Iran accepts 60-day suspension of vessel fees in Strait of Hormuz
The temporary deal pauses transit tolls on one of the world's most critical shipping lanes, but what happens on day 61 remains anyone's guess.
Iran and the United States have signed a memorandum of understanding to suspend planned transit fees for vessels passing through the Strait of Hormuz for 60 days. The deal, inked around June 17-18, gives both sides a window to negotiate a broader agreement, though Iran has made clear it intends to start collecting fees once the clock runs out.
Roughly 20% of the global oil supply passes through this narrow waterway between Iran and the Arabian Peninsula.
What the deal actually says
The MoU explicitly prohibits tolls on vessels during the 60-day suspension period. The fees in question cover services Iran says it provides: security, safety, environmental oversight, and insurance for ships navigating the strait.
Vessels aren’t simply free to cruise through unannounced. Iran’s Persian Gulf Strait Authority has mandated that ships submit advance requests and coordinate their transit during this interim period.
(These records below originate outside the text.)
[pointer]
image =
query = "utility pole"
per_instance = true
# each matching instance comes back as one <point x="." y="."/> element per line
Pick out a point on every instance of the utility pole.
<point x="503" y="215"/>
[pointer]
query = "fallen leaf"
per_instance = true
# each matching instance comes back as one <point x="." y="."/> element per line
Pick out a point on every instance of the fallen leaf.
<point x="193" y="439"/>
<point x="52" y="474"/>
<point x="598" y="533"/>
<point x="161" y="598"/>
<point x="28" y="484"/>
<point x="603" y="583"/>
The stated reason is existing hazards, including maritime mines.
The deal’s language is notably specific. Charge-free transit is permissible “for 60 days only.”
US officials have taken a harder public stance. Secretary of State Marco Rubio and President Trump have both stated explicitly that Iran cannot charge tolls beyond the 60-day window. Iran, for its part, has indicated the opposite: fees resume when the suspension ends.
The geopolitical backdrop
The suspension comes alongside broader de-escalation efforts in the region, including the lifting of a US naval blockade. A fragile ceasefire preceded this deal.
Analysts have expressed doubt that a conclusive agreement can be reached within this window. Full recovery of shipping operations could take months even after the suspension period concludes.
What this means for markets and investors
For the next 60 days, oil tankers and cargo vessels can pass through the strait without paying Iran’s proposed fees. That removes an immediate source of cost pressure from global shipping and, by extension, from energy prices.
Even during the suspension, the advance coordination requirements add friction to operations. Route planning through the strait now involves bureaucratic steps that didn’t exist before.
Any disruption in the Strait of Hormuz doesn’t just affect oil. Liquefied natural gas shipments from Qatar, one of the world’s largest LNG exporters, also pass through this chokepoint.